Multi-Sensor Matching with HyperNetworks

TL;DR

Hyp-Net presents a lightweight hypernetwork-augmented Siamese CNN for multimodal (VIS–IR) patch matching. By applying Conditional Instance Normalization in shallow layers and per-channel scaling/shifting via hypernetworks in deeper layers, the model learns robust, context-aware descriptors while maintaining descriptor-based efficiency. Trained with a triplet margin loss and hard negative mining, it achieves state-of-the-art results on VIS-NIR and VIS-LWIR benchmarks and competitive performance on others, with strong cross-domain generalization demonstrated on the GAP-VIR dataset. The GAP-VIR dataset further provides a challenging benchmark for cross-platform VIS–IR adaptation, encouraging future advances in cross-modal patch correspondence and domain transfer.

Abstract

Hypernetworks are models that generate or modulate the weights of another network. They provide a flexible mechanism for injecting context and task conditioning and have proven broadly useful across diverse applications without significant increases in model size. We leverage hypernetworks to improve multimodal patch matching by introducing a lightweight descriptor-learning architecture that augments a Siamese CNN with (i) hypernetwork modules that compute adaptive, per-channel scaling and shifting and (ii) conditional instance normalization that provides modality-specific adaptation (e.g., visible vs. infrared, VIS-IR) in shallow layers. This combination preserves the efficiency of descriptor-based methods during inference while increasing robustness to appearance shifts. Trained with a triplet loss and hard-negative mining, our approach achieves state-of-the-art results on VIS-NIR and other VIS-IR benchmarks and matches or surpasses prior methods on additional datasets, despite their higher inference cost. To spur progress on domain shift, we also release GAP-VIR, a cross-platform (ground/aerial) VIS-IR patch dataset with 500K pairs, enabling rigorous evaluation of cross-domain generalization and adaptation.
Paper Structure (17 sections, 2 equations, 3 figures, 10 tables, 1 algorithm)

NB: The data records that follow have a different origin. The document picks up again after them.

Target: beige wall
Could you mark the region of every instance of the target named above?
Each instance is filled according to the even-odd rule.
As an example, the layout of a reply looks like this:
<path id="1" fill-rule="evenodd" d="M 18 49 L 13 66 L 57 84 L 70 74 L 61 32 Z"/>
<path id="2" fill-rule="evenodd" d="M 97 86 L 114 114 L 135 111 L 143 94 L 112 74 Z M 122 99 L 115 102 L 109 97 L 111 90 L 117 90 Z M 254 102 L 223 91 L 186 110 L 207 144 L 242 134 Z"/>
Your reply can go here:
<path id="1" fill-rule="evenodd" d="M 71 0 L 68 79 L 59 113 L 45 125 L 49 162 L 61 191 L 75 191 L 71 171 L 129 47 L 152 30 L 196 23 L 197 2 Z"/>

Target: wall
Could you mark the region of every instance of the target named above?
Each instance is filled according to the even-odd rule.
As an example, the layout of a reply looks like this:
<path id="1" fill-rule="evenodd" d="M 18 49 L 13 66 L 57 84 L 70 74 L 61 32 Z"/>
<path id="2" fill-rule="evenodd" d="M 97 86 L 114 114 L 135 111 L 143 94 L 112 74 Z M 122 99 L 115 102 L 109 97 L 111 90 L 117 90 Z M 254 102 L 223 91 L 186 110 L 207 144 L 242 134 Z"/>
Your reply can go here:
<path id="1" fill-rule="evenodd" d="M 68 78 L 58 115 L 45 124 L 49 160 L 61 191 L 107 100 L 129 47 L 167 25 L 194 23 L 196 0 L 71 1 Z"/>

This paper contains 17 sections, 2 equations, 3 figures, 10 tables, 1 algorithm.

Figures (3)

  • Figure 1: Top: Patch matching between visible (grayscale) and NIR images. Bottom: The proposed hypernetwork-based Siamese CNN, where each branch encodes patches into descriptors. Most weights are shared; deeper layers include convolutions, hypernetwork modules, and batch normalization (BN), while shallow layers use convolutions and conditional instance normalization (CIN) for modality-specific adaptation. A symmetric triplet loss trains the network to learn discriminative descriptors.
  • Figure 2: Hypernetwork module. The architecture of the hypernetwork: the convolution input is passed through global pooling, followed by fully connected nonlinear layers that produce the scaling and shifting factors. These factors are applied to the convolution output after being replicated across spatial dimensions.
  • Figure 3: Patch extraction from paired aerial (a) and ground (b) imagery. Top: FAST keypoints (red) and selected keypoints (blue) overlaid on IR (left) and RGB (right) images. Bottom: corresponding $64\times64$ patches from both modalities. The detailed patch extraction procedure is provided in Supplementary Appendix A.